5. Develop strategies for the recovery of your relationship together: think of the solutions that may help you restore intimacy and affection in your bond, it may be a vacation together or a single romantic evening.
6. Give a word that you will put the brakes on the affair you are having or your partner will promise to cut off his or her ties.
7. Consider seeing a couples therapist if nothing else seems to help.
8. Brace for the fact that recovery of emotional intimacy may take a lasting period of time.
9. Catch yourself at every intention to create a secret. Mind that whatever the devil does, he does it in darkness.
Grand Castles In The Air
Very often crushes have more to do with fantasies than reality. You were feeling bored, there was no enough dopamine produced in response to your S.O., your mind quickly invented a new prospect promising you new emotions and indulgements. The prospect of a new relationship breathes flesh to your bones.
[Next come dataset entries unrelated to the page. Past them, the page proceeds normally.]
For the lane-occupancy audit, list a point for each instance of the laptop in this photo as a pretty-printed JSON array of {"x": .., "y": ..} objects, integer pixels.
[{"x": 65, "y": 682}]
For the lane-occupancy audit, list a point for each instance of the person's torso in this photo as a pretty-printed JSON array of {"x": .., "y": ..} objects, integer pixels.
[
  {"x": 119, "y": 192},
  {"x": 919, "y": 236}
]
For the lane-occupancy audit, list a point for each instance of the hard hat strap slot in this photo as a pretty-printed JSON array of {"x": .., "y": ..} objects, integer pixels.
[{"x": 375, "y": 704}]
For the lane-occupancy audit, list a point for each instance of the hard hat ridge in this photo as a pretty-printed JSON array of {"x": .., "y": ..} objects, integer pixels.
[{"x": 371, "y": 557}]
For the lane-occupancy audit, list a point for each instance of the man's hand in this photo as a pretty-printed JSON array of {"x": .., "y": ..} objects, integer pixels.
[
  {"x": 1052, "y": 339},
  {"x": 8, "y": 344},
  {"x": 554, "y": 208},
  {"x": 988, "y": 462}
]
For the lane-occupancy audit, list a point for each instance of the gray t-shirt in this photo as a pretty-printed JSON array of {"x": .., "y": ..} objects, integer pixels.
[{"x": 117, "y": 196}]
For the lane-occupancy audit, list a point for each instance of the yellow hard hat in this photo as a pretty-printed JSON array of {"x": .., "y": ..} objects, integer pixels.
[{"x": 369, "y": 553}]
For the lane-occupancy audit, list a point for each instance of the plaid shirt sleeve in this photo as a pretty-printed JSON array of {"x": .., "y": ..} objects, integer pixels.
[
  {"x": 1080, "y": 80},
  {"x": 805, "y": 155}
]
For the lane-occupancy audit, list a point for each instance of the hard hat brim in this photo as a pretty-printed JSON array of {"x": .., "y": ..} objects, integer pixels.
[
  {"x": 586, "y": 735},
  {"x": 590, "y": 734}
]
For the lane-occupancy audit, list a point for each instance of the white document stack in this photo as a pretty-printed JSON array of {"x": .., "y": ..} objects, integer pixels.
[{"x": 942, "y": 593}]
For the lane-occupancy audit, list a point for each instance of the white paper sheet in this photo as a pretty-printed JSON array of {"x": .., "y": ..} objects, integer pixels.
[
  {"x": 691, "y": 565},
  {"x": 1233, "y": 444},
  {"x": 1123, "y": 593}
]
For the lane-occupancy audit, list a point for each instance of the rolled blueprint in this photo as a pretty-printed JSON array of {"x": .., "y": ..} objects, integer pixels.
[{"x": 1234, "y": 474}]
But be aware that once you start a new relationship – everything will soon go around the circle.
Will you let a new dopamine rush destroy your commitment?
Who’s More Hurt?
The conclusion from the scientific research on sexual behavior is the following:
Women are more hurt by emotional infidelity of their partners.
Men are mostly wounded by sexual contacts their partners have outside the relationship.
Assumingly, it all boils down to the evolution plans: sexual intercourse entails reproduction, therefore men are afraid to provide for other males’ offspring, whereas matters of the heart are a key concern for women.
Bear this in mind that trust is a very fragile thing, once it’s betrayed – you may have a hard time winning it back.
For some people cheating, though not physical, may be a total dealbreaker. So if you place value on your partner, take care not to play a double game.
Are you faithful – till death do you part?